House arrest for ‘adolescent stupidity at its zenith’

The teenage ringleader of a prank that killed a school bus driver will serve six months of house arrest.

Robert Stanley, 75, was killed on June 1, 2002, when a boulder the size of a basketball was dropped from a bridge over Edmonton’s Whitemud Freeway.

The rock crashed through Stanley’s school bus windshield, striking him in the chest.

On Thursday, Judge Danielle Dalton called the incident “adolescent stupidity at its zenith.”

The teenager kept a vow of silence for three years, but came forward after the wrong person was charged in the case. In March, he pleaded guilty to manslaughter.

Although he’s now 19, the teen cannot be identified because he was only 15 at the time of the incident.

Dalton gave him a sentence of six months of house arrest and 18 months probation. She also sentenced him to 240 hours of community service work, stipulating that the victim’s family should have input on the kind of work he performs.

‘He’ll never be forgiven’

The Crown had asked for up to two years in custody, but Stanley’s family didn’t want to see the teenager spend time behind bars.

“He’ll never be forgiven. However, we’re for the idea of some sort of rehabilitation and that’s what we’re giving him the chance to do,” said son Bruce Stanley.

Judy Stanley was fighting cancer when her husband died. She says it’s been hard without him.

“I learned so much from him — kindness, not to be bitter in life because it didn’t get you anywhere,” she said.

“He can be at peace now. He can relax.”

A second teenager charged in connection with the incident has pleaded not guilty to manslaughter and will go to trial in November.

  1. chris says:

    What i like is that this has been, for me, one of the best posts. This has people still talking about it and while some will let emotions get the best of them (I also refuse to look in a mirror when i type this 🙂 )
    The exchange on this topic has been just great.
    Uncle Dave- awesome freaking post. This has stired many.

  2. Mr. H. Fusion says:

    #30, So,
    If I had aLOT of bottle rockets, and Mortors for the 4th of July, nad AIMED them at your home, and fired them OFF….
    ANd your HOME lit on fire, you wouldnt get too excited??

    Was that a question or a statement? Of course, I would be very upset. But in our society, the accused gets a fair trial. If I and my friends grabbed you and exacted our pound of flesh, that would make us vigilantes. Our own behavior would most likely be illegal and subject us to arrest.
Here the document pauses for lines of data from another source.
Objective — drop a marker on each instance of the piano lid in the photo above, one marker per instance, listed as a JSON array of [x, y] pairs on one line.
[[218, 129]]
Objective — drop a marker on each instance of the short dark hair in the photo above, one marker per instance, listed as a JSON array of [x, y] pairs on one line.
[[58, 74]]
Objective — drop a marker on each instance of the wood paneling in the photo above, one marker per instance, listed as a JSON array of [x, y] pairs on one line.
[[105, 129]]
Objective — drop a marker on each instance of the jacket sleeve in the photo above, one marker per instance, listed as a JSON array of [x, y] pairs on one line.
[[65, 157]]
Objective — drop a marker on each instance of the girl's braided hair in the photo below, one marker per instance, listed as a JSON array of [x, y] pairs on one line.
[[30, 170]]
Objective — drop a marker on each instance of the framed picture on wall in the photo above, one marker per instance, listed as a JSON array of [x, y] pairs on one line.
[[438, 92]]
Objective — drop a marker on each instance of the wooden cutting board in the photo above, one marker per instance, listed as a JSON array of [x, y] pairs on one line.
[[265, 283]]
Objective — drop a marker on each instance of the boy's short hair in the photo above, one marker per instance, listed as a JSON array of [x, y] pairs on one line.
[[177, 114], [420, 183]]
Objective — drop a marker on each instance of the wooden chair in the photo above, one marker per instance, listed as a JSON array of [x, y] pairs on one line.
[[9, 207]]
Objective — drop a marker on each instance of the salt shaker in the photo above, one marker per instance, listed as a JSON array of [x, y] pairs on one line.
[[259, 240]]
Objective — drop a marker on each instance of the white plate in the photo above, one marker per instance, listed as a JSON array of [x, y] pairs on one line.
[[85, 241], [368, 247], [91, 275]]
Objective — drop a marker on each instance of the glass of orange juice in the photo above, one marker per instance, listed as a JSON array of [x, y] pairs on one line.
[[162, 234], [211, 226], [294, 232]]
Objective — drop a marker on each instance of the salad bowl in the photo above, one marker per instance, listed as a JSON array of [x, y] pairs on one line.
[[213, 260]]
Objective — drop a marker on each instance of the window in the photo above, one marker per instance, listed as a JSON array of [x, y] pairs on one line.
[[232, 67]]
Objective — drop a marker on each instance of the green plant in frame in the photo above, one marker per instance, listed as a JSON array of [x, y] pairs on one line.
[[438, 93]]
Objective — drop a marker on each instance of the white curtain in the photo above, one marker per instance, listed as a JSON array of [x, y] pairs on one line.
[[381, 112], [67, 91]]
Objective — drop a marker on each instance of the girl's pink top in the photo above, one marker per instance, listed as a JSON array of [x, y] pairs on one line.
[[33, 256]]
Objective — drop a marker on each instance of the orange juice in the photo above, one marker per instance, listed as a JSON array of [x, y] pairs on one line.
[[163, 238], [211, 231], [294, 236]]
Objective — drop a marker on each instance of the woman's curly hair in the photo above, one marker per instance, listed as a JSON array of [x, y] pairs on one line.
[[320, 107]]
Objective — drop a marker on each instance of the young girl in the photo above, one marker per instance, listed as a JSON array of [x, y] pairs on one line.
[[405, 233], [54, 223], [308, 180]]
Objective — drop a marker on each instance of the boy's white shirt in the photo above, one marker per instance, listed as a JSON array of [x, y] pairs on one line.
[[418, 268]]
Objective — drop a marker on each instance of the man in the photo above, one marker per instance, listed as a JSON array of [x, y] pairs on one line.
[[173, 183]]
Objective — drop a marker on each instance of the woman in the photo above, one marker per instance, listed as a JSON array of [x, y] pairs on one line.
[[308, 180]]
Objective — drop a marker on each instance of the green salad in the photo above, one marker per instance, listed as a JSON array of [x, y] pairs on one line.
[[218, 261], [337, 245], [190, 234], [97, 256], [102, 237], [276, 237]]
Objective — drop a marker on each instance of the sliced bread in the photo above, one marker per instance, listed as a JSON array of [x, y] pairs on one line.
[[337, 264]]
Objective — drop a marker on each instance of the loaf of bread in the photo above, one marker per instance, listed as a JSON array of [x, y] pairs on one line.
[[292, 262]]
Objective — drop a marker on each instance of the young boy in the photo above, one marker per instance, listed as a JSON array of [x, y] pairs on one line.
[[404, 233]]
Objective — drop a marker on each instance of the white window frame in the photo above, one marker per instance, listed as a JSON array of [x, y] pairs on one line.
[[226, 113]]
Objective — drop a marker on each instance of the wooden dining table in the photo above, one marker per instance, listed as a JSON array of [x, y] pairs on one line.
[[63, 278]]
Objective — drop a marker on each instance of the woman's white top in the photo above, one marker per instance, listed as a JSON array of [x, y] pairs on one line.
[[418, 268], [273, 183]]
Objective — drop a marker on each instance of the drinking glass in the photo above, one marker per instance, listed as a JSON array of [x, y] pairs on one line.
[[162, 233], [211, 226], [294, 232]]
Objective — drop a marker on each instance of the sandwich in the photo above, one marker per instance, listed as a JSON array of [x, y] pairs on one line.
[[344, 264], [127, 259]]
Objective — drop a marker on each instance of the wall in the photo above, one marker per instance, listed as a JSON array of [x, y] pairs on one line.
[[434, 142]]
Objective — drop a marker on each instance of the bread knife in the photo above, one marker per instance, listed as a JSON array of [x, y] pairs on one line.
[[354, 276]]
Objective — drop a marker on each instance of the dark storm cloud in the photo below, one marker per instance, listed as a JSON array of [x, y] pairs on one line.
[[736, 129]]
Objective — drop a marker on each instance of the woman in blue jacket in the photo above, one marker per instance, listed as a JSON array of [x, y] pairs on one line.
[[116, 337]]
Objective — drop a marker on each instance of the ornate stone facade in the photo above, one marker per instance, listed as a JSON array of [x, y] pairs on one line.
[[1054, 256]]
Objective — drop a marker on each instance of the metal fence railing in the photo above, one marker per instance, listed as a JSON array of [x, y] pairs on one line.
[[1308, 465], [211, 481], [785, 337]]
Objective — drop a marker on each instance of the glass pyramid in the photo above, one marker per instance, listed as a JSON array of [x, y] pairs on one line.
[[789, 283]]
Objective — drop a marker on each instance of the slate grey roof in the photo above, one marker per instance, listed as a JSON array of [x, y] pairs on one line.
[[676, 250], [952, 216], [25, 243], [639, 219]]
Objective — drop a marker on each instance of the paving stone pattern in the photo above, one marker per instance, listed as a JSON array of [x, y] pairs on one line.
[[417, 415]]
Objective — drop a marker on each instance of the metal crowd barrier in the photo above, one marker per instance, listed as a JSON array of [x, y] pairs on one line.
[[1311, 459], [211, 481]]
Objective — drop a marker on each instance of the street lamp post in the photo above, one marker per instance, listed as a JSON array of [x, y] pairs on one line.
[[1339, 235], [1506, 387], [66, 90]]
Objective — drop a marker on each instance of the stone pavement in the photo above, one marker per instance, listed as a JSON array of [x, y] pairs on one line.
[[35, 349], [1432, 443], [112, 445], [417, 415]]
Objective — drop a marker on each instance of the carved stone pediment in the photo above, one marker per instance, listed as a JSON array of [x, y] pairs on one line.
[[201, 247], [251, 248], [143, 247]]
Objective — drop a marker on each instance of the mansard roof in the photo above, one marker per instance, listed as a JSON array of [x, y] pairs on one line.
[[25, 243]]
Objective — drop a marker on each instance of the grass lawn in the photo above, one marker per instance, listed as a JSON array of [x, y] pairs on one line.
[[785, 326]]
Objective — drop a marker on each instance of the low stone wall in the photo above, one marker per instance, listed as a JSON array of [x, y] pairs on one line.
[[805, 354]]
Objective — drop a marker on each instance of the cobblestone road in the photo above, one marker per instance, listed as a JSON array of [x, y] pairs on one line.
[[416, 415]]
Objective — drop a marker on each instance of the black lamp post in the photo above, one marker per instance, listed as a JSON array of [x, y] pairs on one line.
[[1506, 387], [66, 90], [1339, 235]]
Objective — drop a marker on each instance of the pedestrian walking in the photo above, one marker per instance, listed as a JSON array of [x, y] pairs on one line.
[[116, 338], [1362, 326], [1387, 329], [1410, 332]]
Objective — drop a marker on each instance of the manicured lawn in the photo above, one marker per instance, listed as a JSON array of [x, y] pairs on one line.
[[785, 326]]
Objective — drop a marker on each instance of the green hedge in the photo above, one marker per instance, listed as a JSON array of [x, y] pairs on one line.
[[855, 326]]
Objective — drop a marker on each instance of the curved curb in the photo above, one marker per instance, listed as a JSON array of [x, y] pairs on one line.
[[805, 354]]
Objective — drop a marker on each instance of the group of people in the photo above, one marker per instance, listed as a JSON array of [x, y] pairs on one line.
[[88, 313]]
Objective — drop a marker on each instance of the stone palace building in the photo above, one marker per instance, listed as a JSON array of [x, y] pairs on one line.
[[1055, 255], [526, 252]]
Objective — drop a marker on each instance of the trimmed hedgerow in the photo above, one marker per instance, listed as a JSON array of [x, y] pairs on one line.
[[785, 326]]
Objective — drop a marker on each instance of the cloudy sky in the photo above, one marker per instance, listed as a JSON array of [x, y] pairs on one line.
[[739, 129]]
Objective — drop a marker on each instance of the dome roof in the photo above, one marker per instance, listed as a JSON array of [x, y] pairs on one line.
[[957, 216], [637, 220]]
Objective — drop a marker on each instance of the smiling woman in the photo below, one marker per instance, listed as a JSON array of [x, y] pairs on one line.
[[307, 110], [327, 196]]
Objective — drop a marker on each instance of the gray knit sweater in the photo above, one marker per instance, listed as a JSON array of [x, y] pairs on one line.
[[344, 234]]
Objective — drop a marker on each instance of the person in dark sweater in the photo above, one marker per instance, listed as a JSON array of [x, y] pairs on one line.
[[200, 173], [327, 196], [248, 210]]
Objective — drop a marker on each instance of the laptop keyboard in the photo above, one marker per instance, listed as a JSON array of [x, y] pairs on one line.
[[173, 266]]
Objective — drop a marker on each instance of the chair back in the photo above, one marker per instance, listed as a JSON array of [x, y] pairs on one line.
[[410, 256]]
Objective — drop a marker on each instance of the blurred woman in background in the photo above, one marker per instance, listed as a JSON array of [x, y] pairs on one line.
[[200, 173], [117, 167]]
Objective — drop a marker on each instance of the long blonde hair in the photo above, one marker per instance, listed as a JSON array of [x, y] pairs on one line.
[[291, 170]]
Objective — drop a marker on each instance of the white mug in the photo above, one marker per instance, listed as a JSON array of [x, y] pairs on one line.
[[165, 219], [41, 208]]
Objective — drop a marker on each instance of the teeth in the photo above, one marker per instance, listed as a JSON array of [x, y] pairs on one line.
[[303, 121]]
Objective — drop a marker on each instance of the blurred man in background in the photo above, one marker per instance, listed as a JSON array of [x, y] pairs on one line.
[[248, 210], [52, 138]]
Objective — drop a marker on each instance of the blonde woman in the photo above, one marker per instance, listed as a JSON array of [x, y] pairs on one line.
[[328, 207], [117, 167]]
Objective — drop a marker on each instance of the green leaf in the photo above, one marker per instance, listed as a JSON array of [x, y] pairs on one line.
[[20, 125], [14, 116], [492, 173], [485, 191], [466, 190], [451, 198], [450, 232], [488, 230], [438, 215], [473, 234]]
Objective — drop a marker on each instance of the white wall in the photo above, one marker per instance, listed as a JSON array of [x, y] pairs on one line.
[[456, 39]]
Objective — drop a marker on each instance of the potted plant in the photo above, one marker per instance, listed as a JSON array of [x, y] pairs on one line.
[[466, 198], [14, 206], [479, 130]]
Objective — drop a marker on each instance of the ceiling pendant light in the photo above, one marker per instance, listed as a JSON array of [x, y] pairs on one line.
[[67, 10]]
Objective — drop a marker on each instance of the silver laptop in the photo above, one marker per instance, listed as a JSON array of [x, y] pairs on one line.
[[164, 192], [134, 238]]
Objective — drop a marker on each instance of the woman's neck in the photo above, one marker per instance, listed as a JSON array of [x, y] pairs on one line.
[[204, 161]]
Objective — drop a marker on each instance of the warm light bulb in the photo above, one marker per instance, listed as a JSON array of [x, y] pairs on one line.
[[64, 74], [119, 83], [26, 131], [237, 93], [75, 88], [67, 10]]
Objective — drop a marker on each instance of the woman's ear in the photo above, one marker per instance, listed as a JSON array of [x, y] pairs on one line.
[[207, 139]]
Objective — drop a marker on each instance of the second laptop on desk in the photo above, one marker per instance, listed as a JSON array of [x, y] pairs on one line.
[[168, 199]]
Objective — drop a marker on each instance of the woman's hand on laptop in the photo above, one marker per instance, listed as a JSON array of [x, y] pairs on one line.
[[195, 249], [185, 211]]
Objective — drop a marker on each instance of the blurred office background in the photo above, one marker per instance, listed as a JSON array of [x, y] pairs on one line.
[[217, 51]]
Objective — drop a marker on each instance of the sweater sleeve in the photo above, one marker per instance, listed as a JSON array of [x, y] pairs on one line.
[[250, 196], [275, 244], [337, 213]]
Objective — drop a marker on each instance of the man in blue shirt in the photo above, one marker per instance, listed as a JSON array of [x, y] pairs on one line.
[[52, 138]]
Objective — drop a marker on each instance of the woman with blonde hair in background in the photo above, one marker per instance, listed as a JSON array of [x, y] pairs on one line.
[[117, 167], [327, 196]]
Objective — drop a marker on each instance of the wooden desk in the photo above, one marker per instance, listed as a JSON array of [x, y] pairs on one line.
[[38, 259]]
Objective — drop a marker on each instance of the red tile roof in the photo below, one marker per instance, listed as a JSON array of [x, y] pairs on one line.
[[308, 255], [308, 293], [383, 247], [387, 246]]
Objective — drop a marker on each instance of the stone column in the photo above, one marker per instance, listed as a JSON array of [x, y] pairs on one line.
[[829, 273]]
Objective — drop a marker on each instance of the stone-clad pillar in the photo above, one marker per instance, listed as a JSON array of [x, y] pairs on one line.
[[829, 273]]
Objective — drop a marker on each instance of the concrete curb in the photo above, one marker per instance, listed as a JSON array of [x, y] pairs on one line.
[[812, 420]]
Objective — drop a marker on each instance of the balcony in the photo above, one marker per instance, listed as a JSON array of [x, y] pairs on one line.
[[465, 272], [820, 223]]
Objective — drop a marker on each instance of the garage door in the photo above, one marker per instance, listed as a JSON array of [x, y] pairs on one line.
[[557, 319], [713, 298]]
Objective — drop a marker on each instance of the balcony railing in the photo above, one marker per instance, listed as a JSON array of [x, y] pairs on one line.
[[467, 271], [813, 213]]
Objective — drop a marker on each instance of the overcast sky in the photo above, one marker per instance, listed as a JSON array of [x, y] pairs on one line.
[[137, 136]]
    We give an accused person the right to a fair trial. That includes an impartial Judge and Jury. Because I am involved, I would be neither impartial nor fair.

    When we pass judgment and expect a specific result without participating in the trial, then we become no better then the person’s action that we accuse him of. We will never agree with every court case outcome. We should, however, make the attempt to understand the reason for the Judge’s decision before imposing our own judgment.

  3. ECA says:


    This person DID something HE SHOULD NOT have.
    That resolved in someones death
    He even admitted to doing it. Even IF he was only dropping a LARGE rock on the freeway…AS I was just shooting Fireworks at your HOME, to SEE what would happen.
    Would I’ be held responsible for the fire??
    So, should he be held responsible?? NOT just a slap on the wrists??
    I AINT saying ‘Life for Life’…I have said it a few times…

  4. Janey James says:

    Yes, responsible. Guilty for life (even in his own mind)? …Destructive for everyone.
    What can he do that would end it for him and help him to let his brain kick in before his hands do? What can we do to educate other teens with respect to the fact that there can be serious consequences to their ‘natural propensity for experimentation’? At what point does this education begin, and how?
    …With respect to long- term, societal concerns, could these be better questions to be asking?

  5. Patrick says:

    yo this kid is so dumb!!!!!!!!!!!!!!!!!!!!!!